Она не разглядела лица, но догадалась: тот самый мужчина, что отозвал девушку в окне. Он, видно, оказался внимательнее жены и заметил застывшую возле его дома странную тень. Итрида помянула морокуна и попыталась обойти кмета, вставшего на ее пути.
– Ищу кое-кого, – неохотно отозвалась Огневица. – Жила она в этой волости весен пять назад. Желаной звали. Желана Благослава, знаешь ее?
Мужик наморщил лоб, продолжая настороженно глядеть на Итриду.
– Была такая, только померла прошлой зимой. А ты ей кем приходишься-то?

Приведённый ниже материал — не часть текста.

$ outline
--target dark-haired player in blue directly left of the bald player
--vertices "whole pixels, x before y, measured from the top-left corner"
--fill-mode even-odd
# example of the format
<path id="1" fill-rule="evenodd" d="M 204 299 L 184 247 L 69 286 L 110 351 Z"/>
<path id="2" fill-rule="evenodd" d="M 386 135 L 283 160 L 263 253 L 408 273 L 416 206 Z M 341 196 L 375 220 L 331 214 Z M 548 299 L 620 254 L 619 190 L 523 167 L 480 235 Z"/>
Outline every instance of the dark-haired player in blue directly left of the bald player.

– Не твое дело, – огрызнулась Итрида.
Слова кмета не стали для нее неожиданностью, но все равно больно ранили. Не будет встречи, которую Итрида себе вообразила. И сказать она больше ничего матери не сможет.
Пламя билось под кожей Итриды, и бродяжница нагнула голову, стараясь, чтобы капюшон упал как можно ниже, оставляя на виду только губы и подбородок. Не приведи Перкунас кмету сейчас увидеть ее глаза или руки – поднимет на уши всю волость.
– А ну как я тебя к голове отведу, посмотрим, как там запоешь, ворона! – мужчина качнулся к бродяжнице, пытаясь ухватить ее за рукав, но она увернулась и взмахнула полой куртки, перекрывая ему обзор. Когда черная ткань упала на место, возле кадыка и паха смельчака холодно светились в лунном свете два кинжала. Капюшон предательски сполз, и мужчина уставился Итриде в глаза.
– Ведьма, – выдохнул он, и его собственные очи превратились в блюдца.
Итрида усмехнулась и прижала кинжал к его лицу. Медленно, не отрывая взгляда от испуганных глаз, провела полоской стали по щеке, заросшей густой темной бородой, лишь в самом конце чуть изменив положение руки и позволив оружию надрезать край подбородка. Тонкая струйка крови весело сбежала по крепкой шее.
– И обереги тебя не спасут, – прошептала-пропела Итрида, любуясь ровной строчкой вышивки на вороте свитки. Когда-то и она умела класть такие стежки. Но куда лучше ей удавалась работа с ножом.
– Не губи, – захрипел мужик, порываясь упасть на колени. – У меня жена дома… Ребеночек две седмицы как народился. Родители старые, я один у них. Не губи, пани! Отпусти, я никому не скажу, что тебя видел! А хочешь – вот, возьми! Ты же за ним пришла, да? Ну дурень я, сразу не понял, что за ним! Возьми! Возьми, дурень я как есть, зря купился, знал же, что огненные камни не продаются, а все равно понадеялся… Возьми, только отпусти, всеми богами тебя заклинаю!